船の中で、安らげる居場所を求めて大部屋の間をウロチョロした。すでに客室では、あちこちで花札が始まっていた。各人が目の前に紙幣を積んでいる雰囲気はまるで賭場のようであり、紙幣も千ウォン札より1万ウォン札が目についた。誰もが旅行気分に浮かれている。
デッキで質問を受ける
韓国人は花札が好きだ。「覚えるのが簡単」「どこでも気軽にできる」「勝負が早く決着する」「何人でも参加できる」という利点が、せっかちで群れたがる韓国人の性格に合っている。実際、韓国を旅していると、花札に興じている人たちをどこでも見かける。一番目にするのが市場。山盛りに並べた野菜の奥には、大声を出しながら花札に興じる年配女性たちがいる。
それにしても、この船内の盛り上がりはハンパじゃない。二等船室は隅から隅まで花札に興じる人ばかり。凄まじい熱気がこちらまで伝わってくる。
私も、ジッとしていられない。もともと賭け事が嫌いなほうじゃないので(というより大好きなので)、客室を何度も回った。
花札もいいのだが、ただ指をくわえて見ているだけ、というのもしゃくにさわる。仕方がないので、デッキに出てみた。

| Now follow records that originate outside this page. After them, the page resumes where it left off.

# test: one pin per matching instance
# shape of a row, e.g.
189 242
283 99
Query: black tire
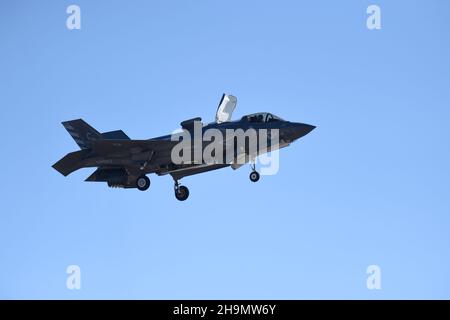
254 176
142 183
182 193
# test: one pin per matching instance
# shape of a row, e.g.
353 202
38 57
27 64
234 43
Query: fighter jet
125 163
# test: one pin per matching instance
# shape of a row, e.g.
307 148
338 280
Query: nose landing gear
254 175
181 192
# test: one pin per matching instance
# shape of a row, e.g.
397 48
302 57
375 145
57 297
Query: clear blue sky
369 186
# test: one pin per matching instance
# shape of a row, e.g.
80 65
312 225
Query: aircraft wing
131 146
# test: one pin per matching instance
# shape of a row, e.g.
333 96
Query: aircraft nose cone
299 130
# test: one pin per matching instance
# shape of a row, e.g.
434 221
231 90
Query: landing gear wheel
143 183
181 193
254 176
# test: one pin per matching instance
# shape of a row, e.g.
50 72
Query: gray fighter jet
125 163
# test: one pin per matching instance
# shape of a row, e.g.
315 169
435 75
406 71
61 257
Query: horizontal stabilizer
115 135
81 132
71 162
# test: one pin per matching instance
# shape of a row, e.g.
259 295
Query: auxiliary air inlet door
226 107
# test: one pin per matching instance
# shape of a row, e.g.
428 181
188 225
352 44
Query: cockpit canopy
261 117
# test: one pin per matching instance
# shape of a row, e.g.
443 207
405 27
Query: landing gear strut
143 183
181 192
254 175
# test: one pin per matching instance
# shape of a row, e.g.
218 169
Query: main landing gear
181 192
143 183
254 175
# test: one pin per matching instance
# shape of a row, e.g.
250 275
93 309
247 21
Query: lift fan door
226 107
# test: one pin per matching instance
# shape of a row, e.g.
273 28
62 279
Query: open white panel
226 107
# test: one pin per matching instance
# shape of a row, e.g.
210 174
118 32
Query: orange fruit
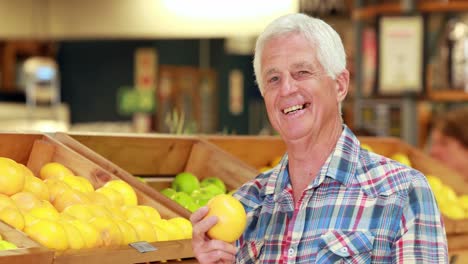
54 170
231 218
11 177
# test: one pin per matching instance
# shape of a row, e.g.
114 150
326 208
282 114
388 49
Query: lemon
231 218
50 234
11 177
35 185
13 217
90 235
114 196
74 237
54 170
144 229
108 229
125 189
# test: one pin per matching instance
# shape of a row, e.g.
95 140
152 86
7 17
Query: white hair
329 47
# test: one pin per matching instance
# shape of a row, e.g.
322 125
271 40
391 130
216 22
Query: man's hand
208 250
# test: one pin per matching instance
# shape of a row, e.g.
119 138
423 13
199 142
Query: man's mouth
295 108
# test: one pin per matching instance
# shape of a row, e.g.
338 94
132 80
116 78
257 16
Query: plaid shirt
361 208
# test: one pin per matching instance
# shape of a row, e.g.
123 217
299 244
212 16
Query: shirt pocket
250 252
341 246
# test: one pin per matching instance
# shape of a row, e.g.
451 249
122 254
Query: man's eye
273 79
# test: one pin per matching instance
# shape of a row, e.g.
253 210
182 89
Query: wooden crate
28 250
160 156
34 150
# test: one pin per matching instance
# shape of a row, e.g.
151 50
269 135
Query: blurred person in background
449 140
328 200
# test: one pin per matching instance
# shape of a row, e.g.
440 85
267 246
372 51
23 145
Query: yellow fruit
35 185
129 234
184 225
231 218
173 230
11 177
74 237
25 200
132 211
108 230
56 188
6 201
125 189
366 147
99 210
79 211
13 217
276 161
98 198
78 183
114 196
70 197
402 158
463 201
50 234
151 213
28 218
45 212
54 170
144 229
161 233
90 235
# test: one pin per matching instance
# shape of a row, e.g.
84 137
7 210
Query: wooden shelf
448 95
424 7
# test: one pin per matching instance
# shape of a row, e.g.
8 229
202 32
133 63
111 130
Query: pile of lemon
62 211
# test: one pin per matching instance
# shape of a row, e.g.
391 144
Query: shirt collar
340 165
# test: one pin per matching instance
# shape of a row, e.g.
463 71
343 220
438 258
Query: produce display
188 191
61 210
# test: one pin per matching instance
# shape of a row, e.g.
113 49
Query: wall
93 70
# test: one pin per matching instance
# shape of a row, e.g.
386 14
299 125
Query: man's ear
342 85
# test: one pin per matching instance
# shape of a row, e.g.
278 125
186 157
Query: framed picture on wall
400 55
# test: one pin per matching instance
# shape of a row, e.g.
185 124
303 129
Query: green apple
211 188
214 180
183 199
185 182
201 196
5 245
169 192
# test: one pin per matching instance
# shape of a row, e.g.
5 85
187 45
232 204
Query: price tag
143 246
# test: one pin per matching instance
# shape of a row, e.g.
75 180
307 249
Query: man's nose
288 85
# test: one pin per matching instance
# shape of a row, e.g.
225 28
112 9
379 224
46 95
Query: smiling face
301 100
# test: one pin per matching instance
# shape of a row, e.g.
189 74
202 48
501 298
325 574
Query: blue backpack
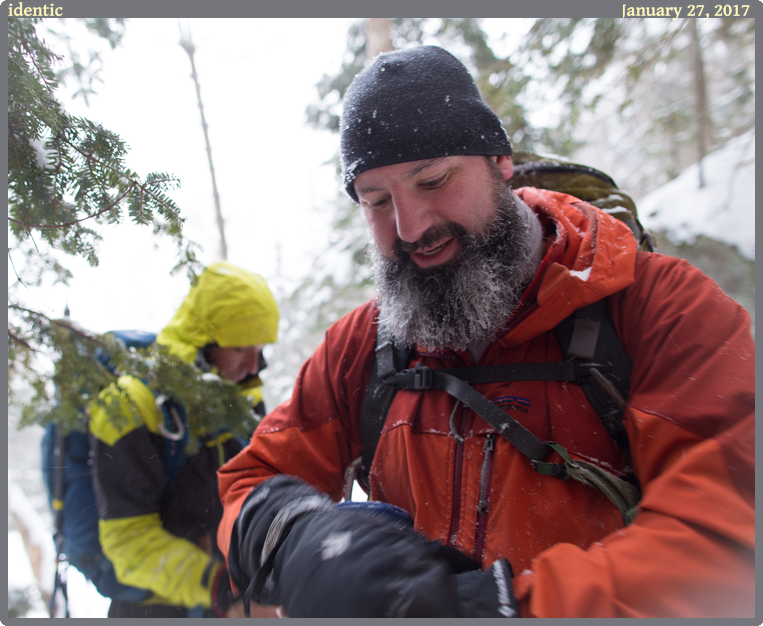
67 473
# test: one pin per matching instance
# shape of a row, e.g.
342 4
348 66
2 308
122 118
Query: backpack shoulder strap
389 359
588 338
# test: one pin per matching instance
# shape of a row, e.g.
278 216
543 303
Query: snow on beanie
408 105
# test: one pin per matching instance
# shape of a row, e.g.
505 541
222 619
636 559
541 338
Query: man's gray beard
466 300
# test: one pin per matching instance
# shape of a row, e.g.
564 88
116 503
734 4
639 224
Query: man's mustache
432 235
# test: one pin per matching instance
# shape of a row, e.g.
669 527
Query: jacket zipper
457 475
484 501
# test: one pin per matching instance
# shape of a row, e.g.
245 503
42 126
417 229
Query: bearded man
470 273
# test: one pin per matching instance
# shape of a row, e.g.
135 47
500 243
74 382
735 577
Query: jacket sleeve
690 421
309 436
128 479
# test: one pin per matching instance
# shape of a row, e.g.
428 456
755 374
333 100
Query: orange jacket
689 418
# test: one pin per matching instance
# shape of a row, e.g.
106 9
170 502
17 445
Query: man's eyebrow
416 169
422 166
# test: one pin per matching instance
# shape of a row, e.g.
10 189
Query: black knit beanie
415 104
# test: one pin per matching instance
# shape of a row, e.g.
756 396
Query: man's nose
413 217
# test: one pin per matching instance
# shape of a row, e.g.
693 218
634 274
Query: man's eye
433 184
377 204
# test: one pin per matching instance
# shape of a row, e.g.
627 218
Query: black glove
291 546
486 594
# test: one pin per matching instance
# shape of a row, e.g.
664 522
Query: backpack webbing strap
424 378
389 358
621 493
596 351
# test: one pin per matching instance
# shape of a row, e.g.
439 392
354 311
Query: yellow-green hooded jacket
160 536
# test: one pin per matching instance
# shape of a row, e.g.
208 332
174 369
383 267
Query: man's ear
505 164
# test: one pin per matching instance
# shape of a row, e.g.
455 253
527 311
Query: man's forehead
365 182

見渡すかぎりの海。とてつもない解放感。これだから船旅はとてもいい。狭い座席におしこめられる飛行機とは大違いだ。寝てもいいし、車座になって酒を飲んでもいいし、乗船から下船まで花札三昧で過ごすのもいい。手足を思う存分に伸ばしたまま目的地に行けるのだからたまらない。
気分よくデッキを歩いていると、なぜかよく話しかけられた。最初は、動画を撮影していた人が、「使い方、わかりますか?」と言う。なんの自慢にもならないが、あまり動画を撮影したことがないので、「ちょっとわかりません」と首を振ったら、相手は大げさに肩をすくめて立ち去っていった。
次に、60代の男性から「この船の料金はいくらですか?」と聞かれた。「すでに乗っているのだから、あなたも知っているのでは」と言ったら、「いや、私はちょっと事情があって……」とうつむいてしまった。一体どんな事情があるのだろうか。